Letter: Clarifying the law of covenants
Statements made by planning and zoning, the Doughertys, and their attorney about covenants on a conditional-use application suggest a lack of understanding about the law of covenants.
The following points (I am not a lawyer and do not offer this as legal advice):
• A municipality cannot abrogate a covenant, which Mr. Wheatley has confirmed in oral and written statements. Approving the CU, while creating confusion for the lot owner, would not remove the terms of the covenant that bind the lot owner as clearly specified in the deed that he signed in assuming ownership. One key restriction: “no commercial business.”
• Covenants are contracts, binding to the lot owner. They “run with the land.”
• Covenants are formed under private law, which governs relationships between individuals.
• Private laws can only be changed by agreement among those parties similarly bound, a legislature, and the courts.

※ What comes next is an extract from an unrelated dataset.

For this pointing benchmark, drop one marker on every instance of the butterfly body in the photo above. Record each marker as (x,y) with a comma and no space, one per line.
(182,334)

As stated by one court, a ruling that is referenced often in state courts nationwide: “[The covenant is enforceable by any grantee as against any other, upon the theory that there is a mutuality of covenant and consideration, which binds each and gives to each the appropriate remedy.” See: Korn v. Campbell, 192 N.Y. 490, 495–96 (1908); see generally 51 A.L.R. 3d 556 (1973) (recognizing Korn as “the leading case on the subject in this country”)
• Municipalities only have authority to make public laws.
• If a CU were to be granted, the terms of the covenant are still binding on the lot owner. A CU does not abrogate those bound obligations.
• If a covenant states that all parties to the covenant must agree on changes in the covenant before that covenant can be changed, then all parties must agree. A court must approve the agreement before entering the amendment(s) into the county’s records. The covenant for this and adjoining parcels specifically states that all must be in agreement before the covenant can be changed.
• Sussex County through its zoning authority has long ago accepted this covenant. In doing so, the covenant “becomes something more than solemn promises: [it] become[s] law,” as one court has explained.
• Courts have repeatedly rejected rezoning that creates a small island of property that allows significantly more liberal uses than that of surrounding properties - “solely for the benefit of a particular property owner.” Piece-meal zoning has been struck down repeatedly because it is seen as undermining “well planned and standardized zoning code,” that a municipality has compromised the common good to benefit one property owner.
• Courts are loath to make any judicial modification or cancellation of privately negotiated property restrictions because “[s]ubstantial uncertainty for property owners as to rights and obligations would ... result ... if courts, at the instance of a suing property owner and over the objection of adjacent property owners, could modify or cancel a ... property restriction,” as one court stated. That same rationale has been used by courts to look with disfavor on municipalities who modify or cancel private, negotiated property restrictions.
In closing, neither Mr. Dougherty nor his attorney has provided any evidence to verify that he was “duped.” By not naming the specific individuals, he has hence implicated all involved in this real estate transaction. “Duped” means that fraud was committed, a serious charge subject to federal and state redress. Yet, Mr. Dougherty has not taken any legal action against those parties he alleges have duped him. No filing has been made against the Delaware Bar nor the Sussex County Board of Realtors. No litigation has been initiated against the prior owner. Indeed, the lot owner has challenged Mr. Dougherty’s assertions in this newspaper.
Whether Mr. Dougherty was “duped” is not a matter for the commission to use in its decision, anyway. The deed is binding upon him as a purchaser whether he reviewed, read or understood the terms. The general rule of “constructive notice” applies. No real estate contract should be signed until the purchaser has reviewed all restrictions and covenants.
“Ignorantia juris non excusat” (“ignorance of the law excuses not”), or “ignorantia legis neminem excusat” (“ignorance of law excuses no one”), is a core legal principle holding that a person who is unaware of a law may not escape liability for violating that law merely because one was unaware of that law’s existence.
Sussex County Council must honor the covenant, follow the statutory exhortation that covenants are to stand without compromise, validate the purpose of the AR-1 zoning code, and reject this application.